Monday, Apr. 17, 1939
Diana of Iowa
If Harry Lloyd Hopkins ever becomes Iowa's favorite son, Iowa can thank his daughter. He announced last week that he would presently re-establish himself as a resident of Grinnell, la., which he left 27 years ago after graduating from the college there. A Hopkins from Iowa would be much more available politically in 1940 than a Hopkins from the District of Columbia or New York, but his friends swore that his stated reason for replanting his roots in corn country was the true one: to give his daughter Diana, aged 6, a permanent home, permanent friends. If Mr. Hopkins goes on working in Washington, transplanted Diana will be fatherless most of the time as well as motherless.

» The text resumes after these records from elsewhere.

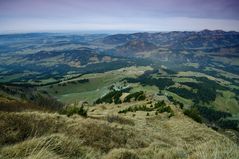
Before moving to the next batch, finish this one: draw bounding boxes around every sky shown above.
[0,0,239,33]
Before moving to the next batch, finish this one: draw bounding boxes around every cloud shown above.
[0,0,239,32]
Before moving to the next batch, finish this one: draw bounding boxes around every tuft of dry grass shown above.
[0,105,239,159]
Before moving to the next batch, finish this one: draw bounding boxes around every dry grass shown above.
[0,105,239,159]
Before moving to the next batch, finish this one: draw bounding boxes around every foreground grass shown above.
[0,105,239,159]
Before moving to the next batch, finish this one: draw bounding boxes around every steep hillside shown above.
[114,40,157,56]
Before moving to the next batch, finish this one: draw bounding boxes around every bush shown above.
[59,106,87,117]
[106,115,134,125]
[183,108,202,123]
[218,119,239,130]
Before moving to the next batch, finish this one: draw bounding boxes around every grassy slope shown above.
[0,102,239,159]
[45,67,151,104]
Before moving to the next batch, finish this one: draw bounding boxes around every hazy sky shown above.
[0,0,239,33]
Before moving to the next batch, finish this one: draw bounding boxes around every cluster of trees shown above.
[167,96,184,109]
[168,77,221,103]
[95,88,146,104]
[118,101,174,117]
[125,74,174,89]
[95,90,123,104]
[124,91,146,102]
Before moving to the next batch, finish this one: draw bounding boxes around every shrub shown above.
[218,119,239,130]
[106,115,134,125]
[59,106,87,117]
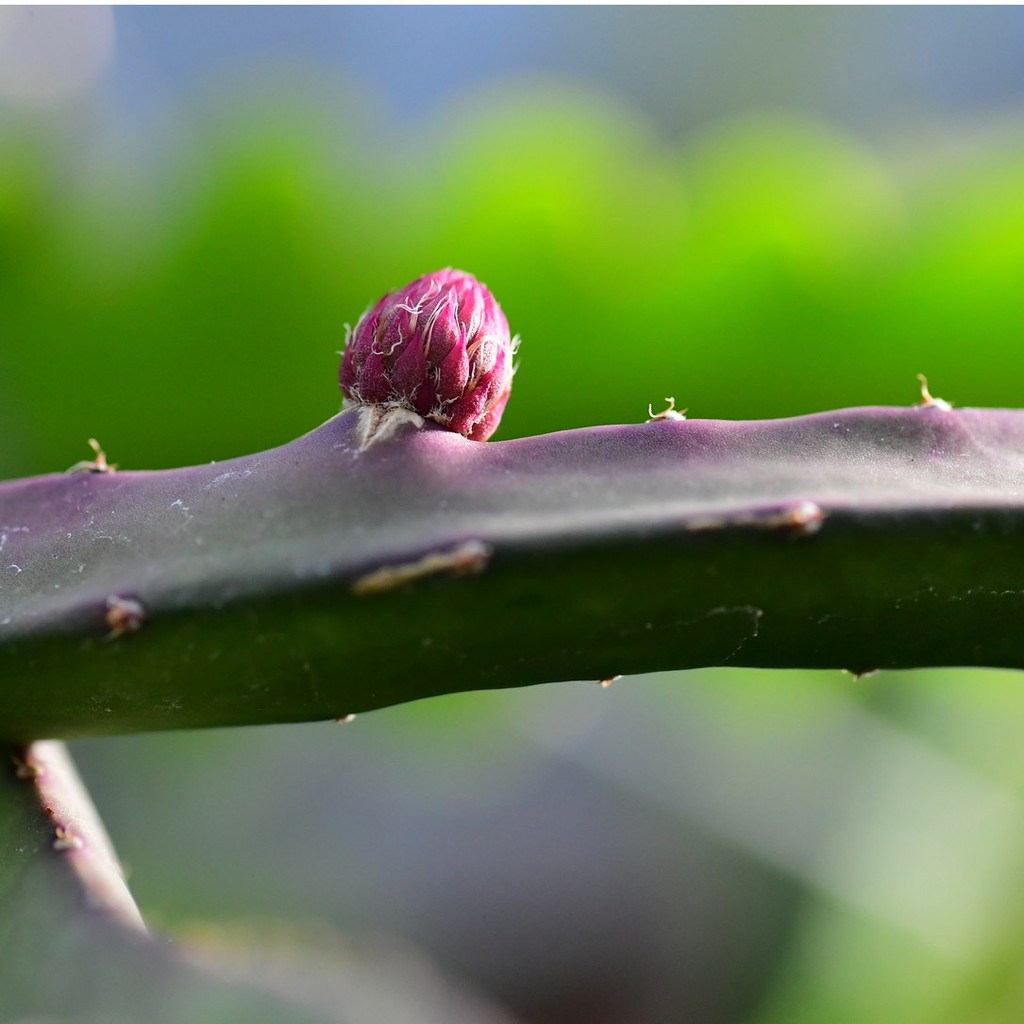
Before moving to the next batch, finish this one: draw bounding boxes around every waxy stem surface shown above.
[0,407,1024,741]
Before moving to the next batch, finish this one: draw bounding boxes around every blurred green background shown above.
[6,7,1024,1024]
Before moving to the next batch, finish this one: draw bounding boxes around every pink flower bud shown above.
[340,269,516,441]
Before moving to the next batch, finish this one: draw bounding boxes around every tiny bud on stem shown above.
[339,269,518,441]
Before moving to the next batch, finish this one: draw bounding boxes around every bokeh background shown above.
[6,7,1024,1024]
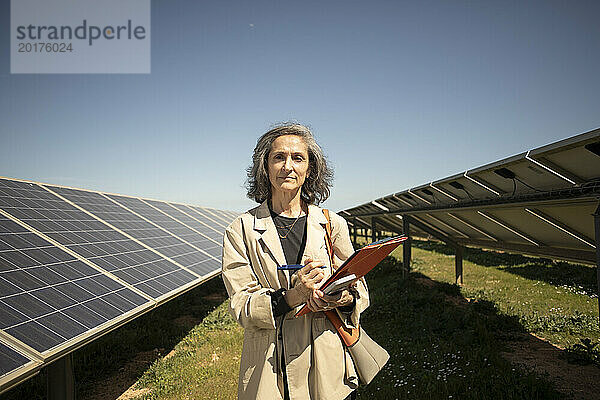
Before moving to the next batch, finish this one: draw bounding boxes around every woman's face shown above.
[267,135,308,197]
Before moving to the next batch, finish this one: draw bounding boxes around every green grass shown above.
[2,241,600,400]
[408,241,600,348]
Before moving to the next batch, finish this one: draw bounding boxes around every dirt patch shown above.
[415,278,435,287]
[82,349,164,400]
[502,335,600,400]
[202,291,228,303]
[173,315,202,329]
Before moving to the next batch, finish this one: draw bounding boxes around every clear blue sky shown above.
[0,0,600,211]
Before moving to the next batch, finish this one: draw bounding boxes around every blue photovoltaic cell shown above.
[51,187,216,278]
[0,343,31,377]
[107,195,221,275]
[145,200,225,260]
[0,215,148,352]
[0,179,197,300]
[188,206,234,227]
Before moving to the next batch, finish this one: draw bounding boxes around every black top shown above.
[271,210,356,318]
[271,210,306,318]
[271,211,306,264]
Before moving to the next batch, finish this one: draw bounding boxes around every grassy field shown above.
[2,241,600,400]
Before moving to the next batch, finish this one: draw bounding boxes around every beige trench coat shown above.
[222,202,369,400]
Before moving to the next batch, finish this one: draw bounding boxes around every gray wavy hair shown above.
[246,123,333,204]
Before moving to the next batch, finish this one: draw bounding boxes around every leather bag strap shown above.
[323,209,360,346]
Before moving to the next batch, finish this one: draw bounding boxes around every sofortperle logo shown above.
[17,19,146,46]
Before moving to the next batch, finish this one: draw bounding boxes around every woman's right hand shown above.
[294,258,325,301]
[284,258,325,307]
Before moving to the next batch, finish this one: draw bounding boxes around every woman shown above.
[222,124,369,400]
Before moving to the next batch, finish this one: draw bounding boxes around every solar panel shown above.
[0,343,32,378]
[0,215,148,353]
[107,195,221,275]
[0,179,198,299]
[146,200,225,259]
[342,129,600,263]
[189,206,235,227]
[0,178,225,392]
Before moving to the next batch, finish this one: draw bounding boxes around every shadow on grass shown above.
[412,240,597,295]
[359,257,561,399]
[2,276,227,400]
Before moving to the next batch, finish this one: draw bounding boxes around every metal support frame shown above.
[402,216,412,276]
[371,218,377,242]
[46,353,75,400]
[594,202,600,324]
[454,246,463,285]
[402,216,464,285]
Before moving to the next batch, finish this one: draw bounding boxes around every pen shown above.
[277,264,327,271]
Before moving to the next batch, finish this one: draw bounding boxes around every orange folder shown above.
[296,236,408,317]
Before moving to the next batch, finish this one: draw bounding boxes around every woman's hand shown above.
[284,258,325,307]
[294,258,325,301]
[306,289,354,311]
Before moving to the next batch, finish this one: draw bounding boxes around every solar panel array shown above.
[0,178,236,392]
[341,129,600,263]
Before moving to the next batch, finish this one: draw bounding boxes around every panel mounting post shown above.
[46,353,75,400]
[402,215,411,276]
[371,218,377,242]
[454,246,463,285]
[594,202,600,324]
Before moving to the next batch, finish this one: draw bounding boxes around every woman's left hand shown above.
[307,289,354,311]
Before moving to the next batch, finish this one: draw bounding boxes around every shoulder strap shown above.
[323,208,335,269]
[323,208,360,346]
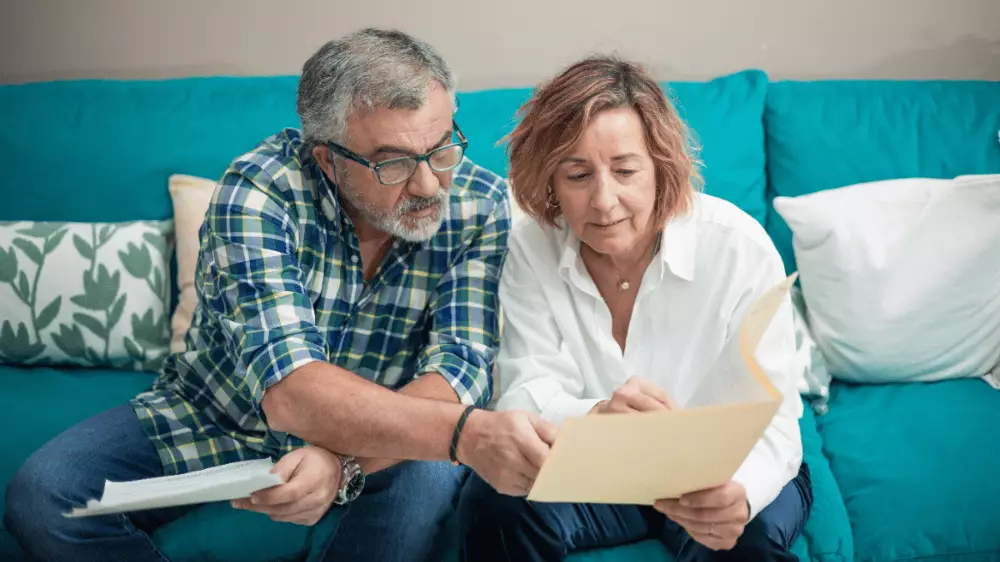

> John Nance Garner's Presidential boom was advanced last week by friends who made much of a letter he wrote his partners in the cheap-house business at Uvalde, Tex. Emphasized excerpt: "I suggest that you consider the amount of indebtedness you are accumulating. . . . 'It is not wise to bite off too much in the beginning.' "
> Thomas Edmund Dewey made headlines with vote-appeal for Labor last week by arresting 14 bullyboys employed by private detective agencies as guards and strikebreakers in contravention of a year-old State law prohibiting such agencies from hiring help with police records.